I received an email yesterday through a listserv that jerked me awake. In a discussion about which is more important when looking for a job, the skills or the tools, one person’s point in particular stood out to me. The respondent said that when you put the emphasis on tools and not skills, you get people who take a class on RoboHelp, for instance, and call themselves online help developers.

She said that she worked with such a person, and among the problems with this person’s products were “topics that require massive scrolling.”

Put me in the lineup, officer.

Okay, so I maybe I haven’t gone to the extent of committing a crime. But this comment directed my attention to a couple of topics in one of my help projects, and I set about fixing the problem immediately.
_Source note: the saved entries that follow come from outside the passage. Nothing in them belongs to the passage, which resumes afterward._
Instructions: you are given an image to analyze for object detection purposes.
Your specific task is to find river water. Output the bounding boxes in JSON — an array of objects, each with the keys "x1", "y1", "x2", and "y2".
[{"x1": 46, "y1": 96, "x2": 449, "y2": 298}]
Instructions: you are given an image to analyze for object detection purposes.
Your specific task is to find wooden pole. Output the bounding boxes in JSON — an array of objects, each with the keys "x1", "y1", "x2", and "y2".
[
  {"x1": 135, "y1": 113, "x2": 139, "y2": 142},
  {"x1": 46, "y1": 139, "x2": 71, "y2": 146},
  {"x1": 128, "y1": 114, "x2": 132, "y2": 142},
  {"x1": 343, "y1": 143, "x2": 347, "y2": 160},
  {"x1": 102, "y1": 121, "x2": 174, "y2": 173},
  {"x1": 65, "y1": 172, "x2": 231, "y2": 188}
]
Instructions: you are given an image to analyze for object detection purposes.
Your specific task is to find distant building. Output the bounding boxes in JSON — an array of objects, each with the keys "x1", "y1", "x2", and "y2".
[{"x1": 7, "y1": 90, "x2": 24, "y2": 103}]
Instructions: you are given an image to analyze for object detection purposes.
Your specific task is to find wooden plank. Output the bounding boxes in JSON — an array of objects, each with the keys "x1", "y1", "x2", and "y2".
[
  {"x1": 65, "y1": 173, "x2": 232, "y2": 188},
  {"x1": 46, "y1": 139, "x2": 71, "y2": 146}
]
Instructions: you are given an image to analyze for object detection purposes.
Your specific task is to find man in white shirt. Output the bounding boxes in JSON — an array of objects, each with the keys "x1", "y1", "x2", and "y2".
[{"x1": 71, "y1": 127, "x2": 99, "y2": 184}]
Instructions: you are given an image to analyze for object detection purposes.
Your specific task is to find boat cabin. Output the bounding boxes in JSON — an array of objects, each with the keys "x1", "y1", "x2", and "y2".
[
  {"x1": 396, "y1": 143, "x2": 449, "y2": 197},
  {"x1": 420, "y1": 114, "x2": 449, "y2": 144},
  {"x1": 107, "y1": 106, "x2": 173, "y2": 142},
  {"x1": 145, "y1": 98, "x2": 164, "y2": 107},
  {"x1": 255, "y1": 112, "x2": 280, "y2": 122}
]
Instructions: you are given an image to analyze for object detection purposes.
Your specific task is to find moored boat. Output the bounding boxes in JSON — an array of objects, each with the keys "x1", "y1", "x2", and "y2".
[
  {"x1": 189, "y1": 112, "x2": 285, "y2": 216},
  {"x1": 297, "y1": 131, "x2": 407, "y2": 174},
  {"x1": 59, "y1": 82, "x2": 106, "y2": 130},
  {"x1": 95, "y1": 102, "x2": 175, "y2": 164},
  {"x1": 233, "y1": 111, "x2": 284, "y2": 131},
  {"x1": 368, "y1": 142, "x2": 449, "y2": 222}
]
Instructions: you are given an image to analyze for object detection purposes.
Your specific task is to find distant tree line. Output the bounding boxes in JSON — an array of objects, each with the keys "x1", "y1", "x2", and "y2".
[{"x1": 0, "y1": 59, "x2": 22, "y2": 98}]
These two topics consisted of subtasks categorized under one big task. The setup was something like having a topic called “How to Be Hoisted by Your Own Petard” with subtasks such as “How to Find out What the Heck a Petard Is” and “How to Use a Petard.” I had bookmarks and “back to top” links.

But in reality, people don’t want long topics. They want to think that procedures are short and simple. Long topics intimidate people and make them reluctant to consult the documentation in the future. So I broke up my topics and put them in a book whose title is still that original, high-level task. And it contains links to the child topics.

I’m a reformed help author.

Thanks, Sylvia, for getting me to think critically about my own product (and for pointing out that the tools don’t make the professional).